Rising economic optimism in poor nations has been matched, over the last two decades, by rising ecological pessimism in rich ones. As developed nations became knowledge economies, their populations enjoyed greater wealth to travel and experience the natural world, but also became increasingly alienated from material (i.e., agricultural and industrial) production. Rising anomie and disenchantment with modernity, we argue in our essay, "Evolve," have driven rising skepticism about the ability of technology to improve our lives. Daniel Sarewitz observes that green liberalism's turn away from technology and modernity beginning in the 1960s also coincided with its turn toward a scientific rationality “unmoored from appropriate moral and experiential foundations.”

But if greens rejected technology and modernization in the 1960s, there is no reason they can't embrace them today. One of the founders of science and technology studies, Bruno Latour, points the way. Through a novel reading of Frankenstein, Latour argues that we must learn to love our technologies as we do our children — not reject them at the first sign of trouble. And given the critical role played by tool use in human evolution, the two of us conclude, we must understand technology as natural and sacred, not alien and profane. A new, postenvironmental liberalism should thus, Sarewitz argues, understand technology as a public good — a way to achieve broadly agreed upon societal goals, whether for improved health or cleaner air.

Meanwhile, Kareiva and colleagues argue, for conservation to be relevant in this new world it must move beyond the old parks and wilderness model and find ways to shape development. We will not wall off the entirety of the Amazon or the rainforests of Indonesia from all development as if we were protecting Yosemite and Yellowstone.

Ultimately, if we are to be responsible planetary stewards, we need a new view of both human agency and the planet. We must abandon the faith that humankind's powers can be abdicated in deference to higher ones, whether Nature or the Market. And we must see through the illusion that these supposedly higher powers exist in a delicate state of harmony constantly at risk of collapse from too much human interference.

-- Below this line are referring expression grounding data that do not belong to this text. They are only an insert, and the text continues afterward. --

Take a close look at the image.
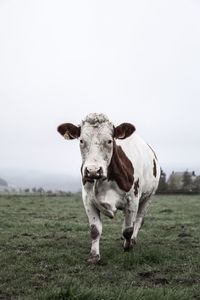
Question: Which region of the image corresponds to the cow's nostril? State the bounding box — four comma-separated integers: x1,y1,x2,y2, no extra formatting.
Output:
84,168,90,177
97,167,103,176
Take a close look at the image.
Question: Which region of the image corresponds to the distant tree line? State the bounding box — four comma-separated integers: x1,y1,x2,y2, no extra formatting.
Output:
157,169,200,194
1,171,200,195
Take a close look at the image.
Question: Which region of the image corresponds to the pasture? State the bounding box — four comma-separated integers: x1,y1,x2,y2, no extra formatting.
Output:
0,194,200,300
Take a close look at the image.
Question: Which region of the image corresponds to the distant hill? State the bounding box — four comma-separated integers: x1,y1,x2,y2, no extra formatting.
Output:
0,169,81,192
0,177,8,187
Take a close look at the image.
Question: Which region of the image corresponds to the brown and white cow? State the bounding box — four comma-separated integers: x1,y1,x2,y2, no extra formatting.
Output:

All of this will require a new posture and a new paradigm. We must open our eyes to the joy and excitement experienced by the newly prosperous and increasingly free. We must create a world where every human can not only realize her material needs but also her higher needs for creativity, choice, beauty — and wilderness. In the words of the father of the modern Indian Constitution, Babasaheb Ambedkar, “The slogan of a democratic society must be machinery, and more machinery, civilization and more civilization” — the same tools needed, we might add, for planetary gardening.